Toute architecture régulière est de manque, au miroir de ces eaux. Elle est en défaut, parce qu’elle ne joue pas assez dans les jeux de la lumière changeante. Ici, l’architecture va et vient entre deux eaux, l’eau diaprée de la lagune et l’eau du ciel solaire. Les ordres ordinaires y sont lourds, grossiers, d’une froideur sépulcrale et compassée ; ils fixent, à contre-sens, tout ce qui est nuance et mouvement. La Salute est un paradoxe de docteur. Les pires façades, au contraire, les plus bouffonnes même, font plaisir, çà et là, à de certaines heures, pourvu qu’elles accordent une souple fantaisie aux caprices de la lumière. Elles ne sont pas elles-mêmes : elles sont leur propre reflet qui tremble. Elles aussi participent de l’eau ; et elles voguent sur l’eau, elles se balancent.
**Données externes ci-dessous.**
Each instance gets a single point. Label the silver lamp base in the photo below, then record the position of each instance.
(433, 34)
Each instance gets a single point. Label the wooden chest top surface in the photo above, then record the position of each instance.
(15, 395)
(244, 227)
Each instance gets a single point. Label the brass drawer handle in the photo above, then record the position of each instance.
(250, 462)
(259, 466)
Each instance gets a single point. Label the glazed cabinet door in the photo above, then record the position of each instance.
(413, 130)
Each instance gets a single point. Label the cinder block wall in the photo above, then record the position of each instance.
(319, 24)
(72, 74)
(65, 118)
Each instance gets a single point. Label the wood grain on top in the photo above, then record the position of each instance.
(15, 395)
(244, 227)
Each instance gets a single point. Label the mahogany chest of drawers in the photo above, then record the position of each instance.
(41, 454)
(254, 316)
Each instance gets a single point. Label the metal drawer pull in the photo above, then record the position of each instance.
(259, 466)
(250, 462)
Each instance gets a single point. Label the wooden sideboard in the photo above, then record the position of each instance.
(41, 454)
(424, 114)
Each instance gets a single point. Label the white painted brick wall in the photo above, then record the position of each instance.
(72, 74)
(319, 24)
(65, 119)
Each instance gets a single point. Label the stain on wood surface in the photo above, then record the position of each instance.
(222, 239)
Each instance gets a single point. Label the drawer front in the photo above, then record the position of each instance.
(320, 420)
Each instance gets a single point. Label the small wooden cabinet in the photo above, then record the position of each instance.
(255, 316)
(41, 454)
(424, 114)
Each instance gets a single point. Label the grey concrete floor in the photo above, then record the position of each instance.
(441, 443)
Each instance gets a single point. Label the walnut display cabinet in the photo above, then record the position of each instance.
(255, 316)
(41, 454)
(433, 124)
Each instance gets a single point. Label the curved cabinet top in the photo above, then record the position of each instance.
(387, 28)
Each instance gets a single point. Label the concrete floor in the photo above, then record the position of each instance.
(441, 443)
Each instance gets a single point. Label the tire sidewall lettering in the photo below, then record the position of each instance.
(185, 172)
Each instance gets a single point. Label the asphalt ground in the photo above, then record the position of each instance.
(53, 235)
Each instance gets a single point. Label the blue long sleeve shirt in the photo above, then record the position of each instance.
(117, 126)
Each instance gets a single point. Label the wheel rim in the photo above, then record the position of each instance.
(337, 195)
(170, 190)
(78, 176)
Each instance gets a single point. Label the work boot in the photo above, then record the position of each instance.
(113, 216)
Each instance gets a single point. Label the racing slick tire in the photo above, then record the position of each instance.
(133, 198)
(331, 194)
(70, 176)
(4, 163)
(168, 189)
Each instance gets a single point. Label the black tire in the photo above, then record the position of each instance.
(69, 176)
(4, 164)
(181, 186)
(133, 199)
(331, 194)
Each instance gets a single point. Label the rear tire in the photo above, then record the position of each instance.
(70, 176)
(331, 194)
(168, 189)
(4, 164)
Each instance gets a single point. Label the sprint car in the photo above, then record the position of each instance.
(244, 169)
Elles sont néréides et aquatiques : on ne doit pas être curieux de leurs bases, ni de leurs fondations. Elles sortent, pour plaire, du mirage marin. Elles se gréent de voiles, telles les flottes à l’horizon du golfe, les quatre mâts chargés de toile ou les barques. Saint-Moïse, qui semble de crème à la frangipane et de sucre neigeux, tremblote au crépuscule ; et, quoique sur une place en terre, semble d’eau ridée par le vent. Il ne faut point se disputer à son plaisir, dans la conque de Vénus voluptueuse. Il ne faut qu’en jouir.